Ich habe in der Sportschule Chung (
www.sport-koblenz.de) in Koblenz bei Grossmeister Gee Hun Chung mein Wissen erworben. Im Moment bin ich Inhaber des 1. Dan, besitze Trainerschein und habe an einer Wettkampfrichter Schulung (WTF) teilgenommen. Ich versuche auch während des Studiums mich weiter zu bilden und meinen Körper fit zu halten. Zusätzlich gehören aber für mich auch das theoretische Wissen und die Meditation, um in stressigen Zeiten mein Ruhe zu finden, zu meinem Training. Ich versuche eben einen Weg zu finden, mit dem ich zufrieden sein kann, ebenso dass ich daran arbeite andere Meinungen zu verstehen und zu respektieren, auch wenn ich sie nicht immer befürworte. In vielen Fällen ist die Ansicht anderen Menschen, wenn man sie aus verschiedenen Blickwinkeln betrachtet, richtig, da jeder auf Grund seiner eigenen Erfahrungen und Werte zu diesem Schluss kommt. Es ist aber wichtig, über Erfahrungen zu diskutieren und auch andere Meinungen zu überdenken, denn manchmal bringen andere Sichtweisen einen Erfolg mit sich und man entwickelt sich weiter. Ein guter Trainer oder Meister lässt seinem Schüler die Freiheit seinen Weg zu finden, leitet ihn und gibt ihm Halt und Hilfe. Denn der Meister soll seinen Schüler nicht in feste Bahnen lenken, die ihm nur noch eine eingeschränkte Sicht erlauben, sondern der Schüler soll auf Grund seines Lernens irgendwann selbst Lehrer werden, in dem er seine Erfahrung mit anderen Menschen teilt, ebenso wie der Meister mit seinem Schüler lernen soll, das Gelernte sich noch einmal vor Augen zu führen.
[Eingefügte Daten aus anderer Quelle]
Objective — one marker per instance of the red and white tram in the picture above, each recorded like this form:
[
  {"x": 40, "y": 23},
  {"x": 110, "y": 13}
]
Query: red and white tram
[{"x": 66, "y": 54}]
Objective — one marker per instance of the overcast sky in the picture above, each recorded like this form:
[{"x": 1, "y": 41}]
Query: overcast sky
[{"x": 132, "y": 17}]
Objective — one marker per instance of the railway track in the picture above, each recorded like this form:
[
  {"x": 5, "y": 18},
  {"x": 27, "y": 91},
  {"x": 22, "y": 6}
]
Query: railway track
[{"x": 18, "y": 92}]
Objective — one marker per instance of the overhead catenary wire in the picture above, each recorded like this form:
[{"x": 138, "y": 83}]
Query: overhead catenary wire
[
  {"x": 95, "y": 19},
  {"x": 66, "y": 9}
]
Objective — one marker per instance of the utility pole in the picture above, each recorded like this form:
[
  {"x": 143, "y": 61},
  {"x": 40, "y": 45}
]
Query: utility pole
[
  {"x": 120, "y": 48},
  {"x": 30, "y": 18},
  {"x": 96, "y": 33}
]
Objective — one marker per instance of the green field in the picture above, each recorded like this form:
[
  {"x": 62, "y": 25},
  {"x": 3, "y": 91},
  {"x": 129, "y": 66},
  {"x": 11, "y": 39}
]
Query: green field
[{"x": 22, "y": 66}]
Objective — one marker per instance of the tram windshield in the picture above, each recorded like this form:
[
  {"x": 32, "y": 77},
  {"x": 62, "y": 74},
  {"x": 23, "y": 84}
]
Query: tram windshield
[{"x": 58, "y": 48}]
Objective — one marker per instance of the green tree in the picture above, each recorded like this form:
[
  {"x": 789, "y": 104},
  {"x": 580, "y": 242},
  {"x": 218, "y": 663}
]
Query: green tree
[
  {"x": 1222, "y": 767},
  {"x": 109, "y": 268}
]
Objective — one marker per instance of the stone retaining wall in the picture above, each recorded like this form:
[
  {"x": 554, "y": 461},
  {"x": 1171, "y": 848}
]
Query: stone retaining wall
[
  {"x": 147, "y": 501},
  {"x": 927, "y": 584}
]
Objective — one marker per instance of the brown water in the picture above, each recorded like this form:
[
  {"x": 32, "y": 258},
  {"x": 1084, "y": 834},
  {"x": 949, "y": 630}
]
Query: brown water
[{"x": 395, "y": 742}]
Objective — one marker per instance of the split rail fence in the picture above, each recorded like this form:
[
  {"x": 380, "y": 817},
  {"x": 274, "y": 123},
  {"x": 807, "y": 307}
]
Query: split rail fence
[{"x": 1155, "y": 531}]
1. Lunyu 2.11 – Konfuzius sprach: “Wer sich das Alte noch einmal vor Augen führt, um das Neue zu verstehen, der kann anderen ein Lehrer sein”
Sportgruppe
Ich betreibe nun schon seit ein paar Jahren an der TU-Clausthal eine Tae Kwon Do Sportgruppe, in der ich ein traditionelles Training zwei mal die Woche durchführe. Das Training wird von einer
kleinen aber konsequente Gruppe besucht, so dass ich auch die Wünsche meiner Schüler umsetzen kann. Das Training beinhaltet immer folgende Punkte
- Fußtechnik
- Einschrittkampf – eine Abfolge von festgelegten Schlag-, Block- und Fußtechniken, die je nach Trainingsgrad variiert
- Formenlauf (Poomse) – eine Übung, in dem der Schüler lernt selbstständig Techniken nach einem vorgegebenen Muster gegen einen imaginären Gegner zu perfektionieren.
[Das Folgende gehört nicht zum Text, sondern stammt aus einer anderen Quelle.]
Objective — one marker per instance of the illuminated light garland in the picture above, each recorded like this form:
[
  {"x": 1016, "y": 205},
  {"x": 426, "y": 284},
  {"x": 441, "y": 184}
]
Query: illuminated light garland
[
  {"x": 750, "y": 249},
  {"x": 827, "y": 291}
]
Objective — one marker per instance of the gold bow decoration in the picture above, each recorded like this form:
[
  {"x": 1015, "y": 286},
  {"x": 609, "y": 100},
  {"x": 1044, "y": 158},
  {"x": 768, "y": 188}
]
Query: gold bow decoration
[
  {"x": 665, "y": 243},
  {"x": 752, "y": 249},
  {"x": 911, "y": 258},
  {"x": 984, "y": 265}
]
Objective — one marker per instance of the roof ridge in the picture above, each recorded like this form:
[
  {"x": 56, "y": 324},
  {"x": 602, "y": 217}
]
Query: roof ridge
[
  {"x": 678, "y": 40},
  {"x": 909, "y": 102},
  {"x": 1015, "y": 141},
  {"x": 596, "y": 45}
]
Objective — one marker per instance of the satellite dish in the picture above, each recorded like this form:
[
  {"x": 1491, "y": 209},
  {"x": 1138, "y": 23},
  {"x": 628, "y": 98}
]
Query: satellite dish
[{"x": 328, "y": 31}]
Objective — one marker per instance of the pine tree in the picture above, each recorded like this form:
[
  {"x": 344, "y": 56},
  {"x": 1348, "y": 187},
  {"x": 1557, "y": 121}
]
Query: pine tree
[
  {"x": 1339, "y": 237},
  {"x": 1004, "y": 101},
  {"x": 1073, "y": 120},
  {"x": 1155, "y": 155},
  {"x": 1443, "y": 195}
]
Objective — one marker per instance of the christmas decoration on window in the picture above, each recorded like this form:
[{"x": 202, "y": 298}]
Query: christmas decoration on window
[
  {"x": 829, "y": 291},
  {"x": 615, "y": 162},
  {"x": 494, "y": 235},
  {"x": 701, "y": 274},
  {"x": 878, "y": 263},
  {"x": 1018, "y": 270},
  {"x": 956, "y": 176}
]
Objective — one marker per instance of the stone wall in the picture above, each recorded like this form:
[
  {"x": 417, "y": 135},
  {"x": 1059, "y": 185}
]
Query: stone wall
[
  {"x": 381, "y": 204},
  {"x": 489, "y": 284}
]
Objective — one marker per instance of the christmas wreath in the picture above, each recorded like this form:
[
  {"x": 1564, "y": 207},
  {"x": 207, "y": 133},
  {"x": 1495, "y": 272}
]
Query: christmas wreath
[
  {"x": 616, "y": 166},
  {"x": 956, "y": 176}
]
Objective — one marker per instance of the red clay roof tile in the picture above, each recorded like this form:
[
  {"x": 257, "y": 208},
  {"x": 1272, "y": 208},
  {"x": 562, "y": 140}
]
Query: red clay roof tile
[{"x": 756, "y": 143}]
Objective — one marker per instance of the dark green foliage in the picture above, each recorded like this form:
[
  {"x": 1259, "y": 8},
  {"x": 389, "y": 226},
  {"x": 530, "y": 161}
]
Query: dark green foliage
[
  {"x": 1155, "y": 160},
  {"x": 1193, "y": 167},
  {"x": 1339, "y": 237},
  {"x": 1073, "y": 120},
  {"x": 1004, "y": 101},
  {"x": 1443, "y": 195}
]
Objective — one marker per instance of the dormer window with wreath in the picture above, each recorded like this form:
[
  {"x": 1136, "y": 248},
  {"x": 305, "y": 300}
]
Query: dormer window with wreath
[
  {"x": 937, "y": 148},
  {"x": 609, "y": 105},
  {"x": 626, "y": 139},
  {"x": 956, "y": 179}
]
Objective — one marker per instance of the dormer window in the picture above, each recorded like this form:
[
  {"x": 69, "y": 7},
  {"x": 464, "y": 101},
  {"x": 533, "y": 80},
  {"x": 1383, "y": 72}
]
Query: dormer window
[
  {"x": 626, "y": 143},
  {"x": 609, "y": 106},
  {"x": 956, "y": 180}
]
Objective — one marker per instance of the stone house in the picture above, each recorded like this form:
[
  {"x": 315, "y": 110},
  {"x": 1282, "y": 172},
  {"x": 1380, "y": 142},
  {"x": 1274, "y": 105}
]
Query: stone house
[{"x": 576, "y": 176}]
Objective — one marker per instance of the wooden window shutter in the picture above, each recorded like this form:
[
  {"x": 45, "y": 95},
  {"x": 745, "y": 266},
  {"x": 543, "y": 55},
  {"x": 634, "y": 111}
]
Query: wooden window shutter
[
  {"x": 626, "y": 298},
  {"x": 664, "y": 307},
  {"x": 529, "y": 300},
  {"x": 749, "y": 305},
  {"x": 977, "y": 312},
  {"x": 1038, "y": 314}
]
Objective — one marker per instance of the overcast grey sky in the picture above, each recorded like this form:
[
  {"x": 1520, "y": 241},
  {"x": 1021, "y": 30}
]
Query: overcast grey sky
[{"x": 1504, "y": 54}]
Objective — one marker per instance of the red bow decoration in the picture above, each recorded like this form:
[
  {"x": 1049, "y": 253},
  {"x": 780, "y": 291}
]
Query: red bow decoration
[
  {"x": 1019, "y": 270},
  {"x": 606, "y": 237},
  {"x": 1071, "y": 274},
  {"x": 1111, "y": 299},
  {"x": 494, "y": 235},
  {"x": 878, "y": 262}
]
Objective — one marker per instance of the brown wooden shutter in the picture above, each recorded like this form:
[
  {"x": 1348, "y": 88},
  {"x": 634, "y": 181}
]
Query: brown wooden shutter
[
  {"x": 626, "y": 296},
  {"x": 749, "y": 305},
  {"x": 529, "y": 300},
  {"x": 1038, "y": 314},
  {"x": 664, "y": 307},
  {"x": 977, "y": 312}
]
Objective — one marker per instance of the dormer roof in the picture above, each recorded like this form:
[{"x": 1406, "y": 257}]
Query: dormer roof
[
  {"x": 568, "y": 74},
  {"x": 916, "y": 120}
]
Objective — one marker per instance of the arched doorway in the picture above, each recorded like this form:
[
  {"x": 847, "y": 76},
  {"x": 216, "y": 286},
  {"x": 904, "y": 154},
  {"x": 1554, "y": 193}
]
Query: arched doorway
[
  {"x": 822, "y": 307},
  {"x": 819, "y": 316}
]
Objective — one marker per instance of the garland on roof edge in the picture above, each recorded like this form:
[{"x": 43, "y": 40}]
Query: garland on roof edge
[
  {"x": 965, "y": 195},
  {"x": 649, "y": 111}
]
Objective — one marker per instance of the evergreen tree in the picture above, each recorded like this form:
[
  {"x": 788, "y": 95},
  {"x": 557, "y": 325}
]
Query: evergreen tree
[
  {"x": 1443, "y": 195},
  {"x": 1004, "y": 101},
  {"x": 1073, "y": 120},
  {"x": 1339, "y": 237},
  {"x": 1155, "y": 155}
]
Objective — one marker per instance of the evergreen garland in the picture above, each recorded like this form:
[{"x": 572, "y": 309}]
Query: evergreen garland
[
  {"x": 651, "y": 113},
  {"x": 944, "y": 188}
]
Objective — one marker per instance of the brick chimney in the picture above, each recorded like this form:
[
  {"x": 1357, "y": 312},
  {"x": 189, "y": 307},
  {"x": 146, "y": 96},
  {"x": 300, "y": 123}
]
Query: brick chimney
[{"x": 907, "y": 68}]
Zusätzlich kommen noch folgende Elemente hinzu
- Semikontakt Kampf mit Weste
- Dreischrittkampf – eine technische Fortführung des Einschrittkampfes
- Selbstverteidigung mit und ohne Kampfweste
Das Training findet an folgendem Termin statt
- mittwochs um 19 Uhr ct bis ca 21 Uhr in der Gymnastikhalle der Stadthalle (Berlinerstraße) mit dem Judotraining zusammen
- dienstags um 12 Uhr bis ca 14 Uhr im Sportinstitut (Julius-Albert-Straße)
Für diejenigen, die sich das Training anschauen / mitmachen möchten
- ich würde mich freuen, wenn Du mir vorher per Mail / Handy SMS Bescheid geben könntest
- auch für Sportanfänger ist das Training geeignet, da durch die kleine Gruppe immer die Möglichkeit besteht, individuell zu betreuen
- als Trainingskleidung ist ein T-Shirt und eine Trainingshose, in der man die Beine weit bewegen kann, zu empfehlen. Typisch für Kampfsport ist lange Trainingskleidung
- wir trainieren ohne Schuhe, so dass jemand der schnell eine Blasenentzündung bekommt, entweder passende Socken oder Schuhe tragen kann
- generell sollten Finger und Fußnägel kurz gehalten werden, damit keine Verletzungen entstehen
- Schmuck ist bitte vor dem Training abzunehmen sofern möglich. Piercings sollte, wenn sie zu Verletzung neigen während des Trainings heraus genommen werden (kritisch können bei Anfängern Bauch-, Augenbraue-, Kinn- Hand- oder Ohrpiercings sein, da bei Unachtsamkeit Verletzungen entstehen können. Als Trick eignet sich, wenn man das Piercing nicht heraus nehmen kann, es mit einem Pflaster o.ä. ab zu kleben).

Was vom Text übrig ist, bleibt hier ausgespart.